We froze. A noise somewhere off to the side. Shadows, darkness, streetlights in between. And there in the shadows, coming up the side of the wall, part of the wall for fuck’s sake, were three separate shadows, moving like ghosts towards us. Big cats creeping, creeping, crouched, hugging the darkness of that wall, straightening up at the last second before they burst out, tall and grey and vicious into sickly streetlight.
DUMFFF! A scaffolding pole hit me lenghtways on the back of the neck.
- Where the fuck d'youse think are youse are goin’? came the unmistakable Loyalist gutteral.

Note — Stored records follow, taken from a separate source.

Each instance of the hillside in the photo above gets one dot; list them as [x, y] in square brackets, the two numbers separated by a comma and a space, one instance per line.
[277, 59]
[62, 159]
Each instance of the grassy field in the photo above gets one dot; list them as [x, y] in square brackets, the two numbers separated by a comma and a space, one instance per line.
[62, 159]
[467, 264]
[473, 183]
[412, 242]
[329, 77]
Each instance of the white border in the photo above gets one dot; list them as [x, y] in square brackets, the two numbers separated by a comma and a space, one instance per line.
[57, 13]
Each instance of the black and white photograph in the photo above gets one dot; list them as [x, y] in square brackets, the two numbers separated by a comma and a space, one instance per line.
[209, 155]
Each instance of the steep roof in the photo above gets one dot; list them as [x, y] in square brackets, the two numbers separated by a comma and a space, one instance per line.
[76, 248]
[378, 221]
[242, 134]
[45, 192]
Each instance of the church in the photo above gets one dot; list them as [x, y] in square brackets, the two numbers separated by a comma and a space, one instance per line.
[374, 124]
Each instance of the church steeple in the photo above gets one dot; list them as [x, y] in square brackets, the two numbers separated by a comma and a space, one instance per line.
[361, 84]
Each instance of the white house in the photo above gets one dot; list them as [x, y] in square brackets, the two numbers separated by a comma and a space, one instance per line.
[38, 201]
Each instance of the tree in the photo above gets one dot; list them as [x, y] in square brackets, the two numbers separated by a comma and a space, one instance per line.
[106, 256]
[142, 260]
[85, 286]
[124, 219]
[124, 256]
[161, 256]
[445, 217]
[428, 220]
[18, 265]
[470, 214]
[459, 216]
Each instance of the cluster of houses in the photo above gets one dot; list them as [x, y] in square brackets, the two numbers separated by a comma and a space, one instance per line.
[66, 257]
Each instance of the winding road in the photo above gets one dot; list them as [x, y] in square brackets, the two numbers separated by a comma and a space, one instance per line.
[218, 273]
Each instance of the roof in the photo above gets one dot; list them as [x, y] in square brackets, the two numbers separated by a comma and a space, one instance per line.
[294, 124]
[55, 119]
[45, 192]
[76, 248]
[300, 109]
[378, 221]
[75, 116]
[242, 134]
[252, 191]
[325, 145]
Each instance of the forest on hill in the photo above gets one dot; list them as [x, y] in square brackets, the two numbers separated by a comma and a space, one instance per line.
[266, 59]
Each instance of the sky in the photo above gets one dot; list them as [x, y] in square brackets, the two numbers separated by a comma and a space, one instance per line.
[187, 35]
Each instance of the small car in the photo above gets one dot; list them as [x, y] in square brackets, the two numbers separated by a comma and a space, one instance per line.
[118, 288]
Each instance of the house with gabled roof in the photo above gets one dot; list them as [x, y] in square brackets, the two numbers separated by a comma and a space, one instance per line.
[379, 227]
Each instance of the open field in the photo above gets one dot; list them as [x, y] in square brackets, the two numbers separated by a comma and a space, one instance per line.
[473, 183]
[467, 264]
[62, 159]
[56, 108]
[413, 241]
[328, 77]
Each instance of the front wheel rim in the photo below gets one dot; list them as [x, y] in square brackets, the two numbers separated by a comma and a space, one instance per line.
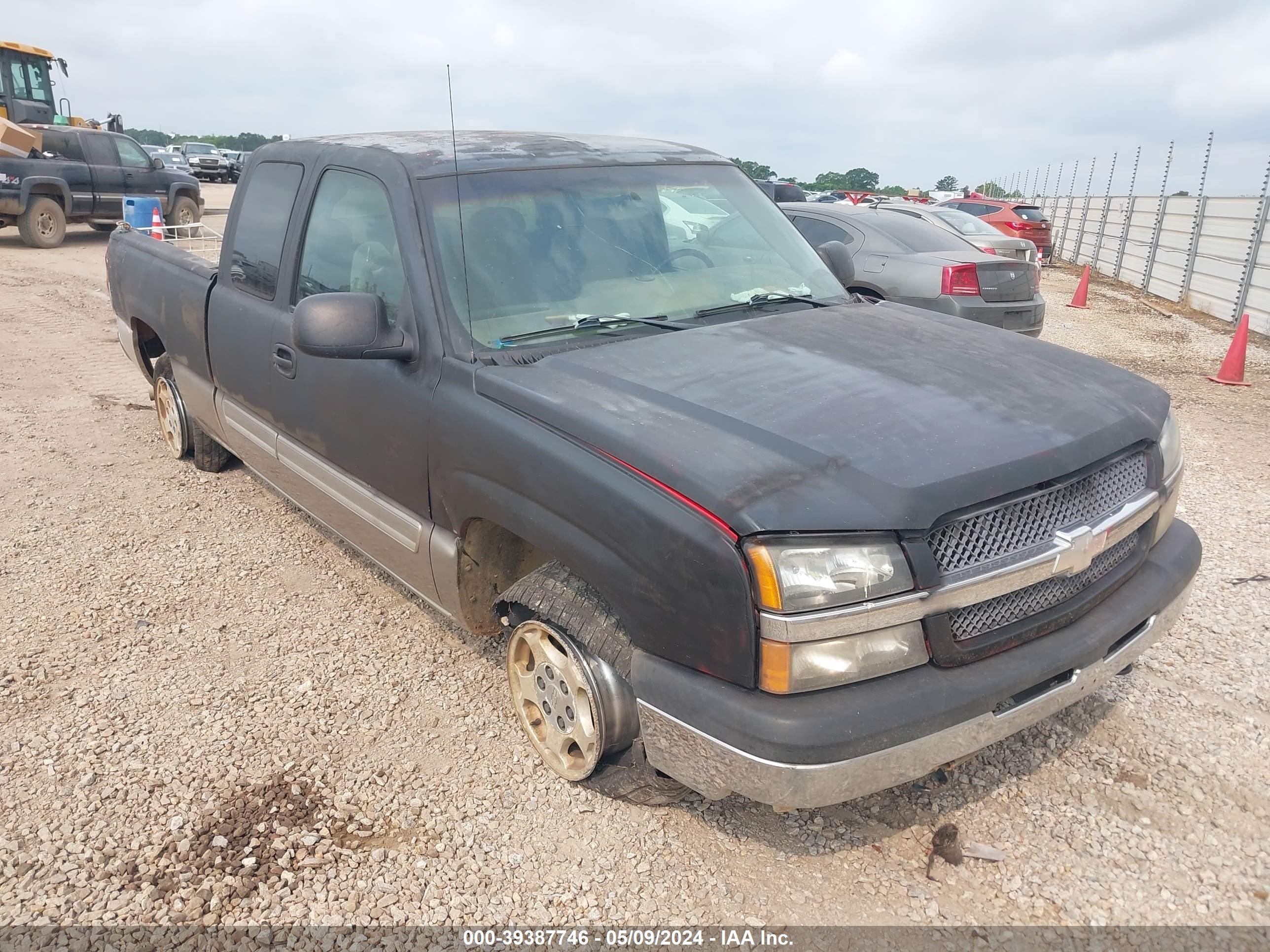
[172, 418]
[554, 699]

I turned and found myself staring at - scaffolding pole!!!? - the biggest handgun I’d ever seen. Dirty Harry's Magnum was a pea shooter beside it. Something like that would have no difficulty levelling a block of flats. I dared a glance at its owner. The eyes were black, expressionless, the teeth jagged, serrated almost. I was staring at a shark. A second before, the cold hard steel of its gun had nuzzled against my spinal cord, but now as the gun's black eye stared me in the face, a prosaic, philosophical realisation began to form itself in the manic, confused swirlings of what passed for a survival instinct.
Guns and sharks are alike. Sharks attack without malice, without emotion. Guns shoot without malice. They too are emotionless. But the shark holding that enormous gun... here was an entity bearing irrational malice towards the Catholic teenager standing in front of him, struggling to hold a speaker cabinet in his arms. Here was someone whose emotions were fired by an uncontrollable, insane hatred of Catholics. Any Catholic. And with the crystallization of that prosaic fact in my mind, what passed for a survival instinct... blew itself to pieces.